N. EARNING PER SHARE:

The company reports basic and diluted Earnings per share in accordance with accounting standard 20 "Earning per Share". Basic earnings per share are computed by dividing the net profit or loss after tax for the year by the weighted average number of equity shares outstanding during the year. Diluted earnings per shares outstanding during the year by the weighted average number of equity shares outstanding during the year as adjusted for the effects of all dilutive potential equity shares except where the result are anti - dilutive.

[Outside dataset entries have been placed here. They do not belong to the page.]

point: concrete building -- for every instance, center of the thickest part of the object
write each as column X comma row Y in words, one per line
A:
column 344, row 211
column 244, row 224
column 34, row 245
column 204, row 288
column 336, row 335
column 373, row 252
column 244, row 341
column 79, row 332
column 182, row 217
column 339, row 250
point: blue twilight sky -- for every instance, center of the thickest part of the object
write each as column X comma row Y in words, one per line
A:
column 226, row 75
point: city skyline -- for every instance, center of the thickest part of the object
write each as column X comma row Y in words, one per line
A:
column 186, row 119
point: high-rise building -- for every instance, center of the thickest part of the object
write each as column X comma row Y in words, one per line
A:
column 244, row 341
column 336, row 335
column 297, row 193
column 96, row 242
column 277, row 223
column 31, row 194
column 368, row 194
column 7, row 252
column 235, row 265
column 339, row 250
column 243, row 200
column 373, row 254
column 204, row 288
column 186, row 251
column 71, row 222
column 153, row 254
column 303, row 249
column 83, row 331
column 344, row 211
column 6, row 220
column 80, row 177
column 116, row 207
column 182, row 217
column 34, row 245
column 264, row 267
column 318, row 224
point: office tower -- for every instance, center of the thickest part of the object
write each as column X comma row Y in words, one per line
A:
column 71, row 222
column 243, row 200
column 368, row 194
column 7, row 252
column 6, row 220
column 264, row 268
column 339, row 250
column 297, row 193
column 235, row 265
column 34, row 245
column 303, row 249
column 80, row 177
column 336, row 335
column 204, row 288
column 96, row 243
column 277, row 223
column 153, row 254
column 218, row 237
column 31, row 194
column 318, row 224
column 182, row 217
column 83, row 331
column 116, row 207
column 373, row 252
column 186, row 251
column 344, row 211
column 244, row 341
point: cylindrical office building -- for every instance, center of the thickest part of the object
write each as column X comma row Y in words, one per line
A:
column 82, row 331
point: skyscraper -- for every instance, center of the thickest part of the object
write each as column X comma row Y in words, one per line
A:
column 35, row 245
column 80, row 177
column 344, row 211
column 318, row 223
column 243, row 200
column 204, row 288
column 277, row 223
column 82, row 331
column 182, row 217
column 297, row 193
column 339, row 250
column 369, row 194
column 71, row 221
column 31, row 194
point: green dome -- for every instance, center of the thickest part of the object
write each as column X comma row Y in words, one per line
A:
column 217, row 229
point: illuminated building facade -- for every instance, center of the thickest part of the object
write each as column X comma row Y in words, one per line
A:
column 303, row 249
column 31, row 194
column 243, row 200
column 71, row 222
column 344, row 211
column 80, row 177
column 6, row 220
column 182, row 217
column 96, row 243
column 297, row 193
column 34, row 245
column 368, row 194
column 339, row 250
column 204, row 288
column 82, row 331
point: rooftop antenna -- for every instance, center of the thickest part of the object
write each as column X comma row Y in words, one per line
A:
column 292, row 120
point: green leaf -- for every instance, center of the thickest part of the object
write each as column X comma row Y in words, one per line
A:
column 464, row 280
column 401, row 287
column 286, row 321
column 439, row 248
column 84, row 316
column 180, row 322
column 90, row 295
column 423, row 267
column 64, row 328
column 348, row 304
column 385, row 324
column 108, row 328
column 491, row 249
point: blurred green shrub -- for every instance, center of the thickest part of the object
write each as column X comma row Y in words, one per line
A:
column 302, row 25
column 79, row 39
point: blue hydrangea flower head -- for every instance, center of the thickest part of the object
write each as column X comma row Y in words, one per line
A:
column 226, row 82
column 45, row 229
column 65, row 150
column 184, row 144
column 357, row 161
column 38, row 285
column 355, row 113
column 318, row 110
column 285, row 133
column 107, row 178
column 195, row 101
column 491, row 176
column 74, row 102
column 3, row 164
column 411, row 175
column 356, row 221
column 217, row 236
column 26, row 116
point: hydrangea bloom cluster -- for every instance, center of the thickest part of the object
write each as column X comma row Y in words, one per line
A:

O. CASH AND CASH EQUIVALENTS:

Cash and cash equivalents for the purposes of cash flow statement comprise cash at bank and short-term investments with an original maturity of three months or less.

P. Pre-operative Expenditure:

Pre-operative Expenditure incurred for expansion project including specific financial cost till commencement of commercial production, attributable to fixed assets are capitalized.

3. RELATED PARTY DISCLOSURES:

The Company has not any transaction of a material nature with the promoters, Directors of management, their subsidiaries or relatives that may have potential conflict with the interest of the company at large. The register

of contacts containing the transaction in which Directors are interested in place before the board regularly for it approval.

The Company confirms that none of the transactions, if any, with the related parties was in material conflict with the interest of the Company.

4. In the opinion of the Board of Directors, the current assets, loans and advances would realize not less than the value stated if realized in the ordinary course of business. The provision for all known liabilities is adequate and reasonably estimated.

5. The Company has not received any memorandum (as required to be filled by the suppliers with the notified authority under Micro, Small and Medium Enterprise Development Act, 2006) claiming their status during the year as micro, small or medium enterprises. Consequently, there are no amounts paid/ payable to such parties during the year.

6. Previous year figures have been regrouped /rearranged wherever necessary to correspond with the current year's classifications/disclosure.

7. The Company is operationally and financially fully supported by its promoter companies. In view of the Company's long term business projections and promoter's commitment to the business by providing for necessary funds as and when need arises, the financial statements have been prepared on a going concern basis.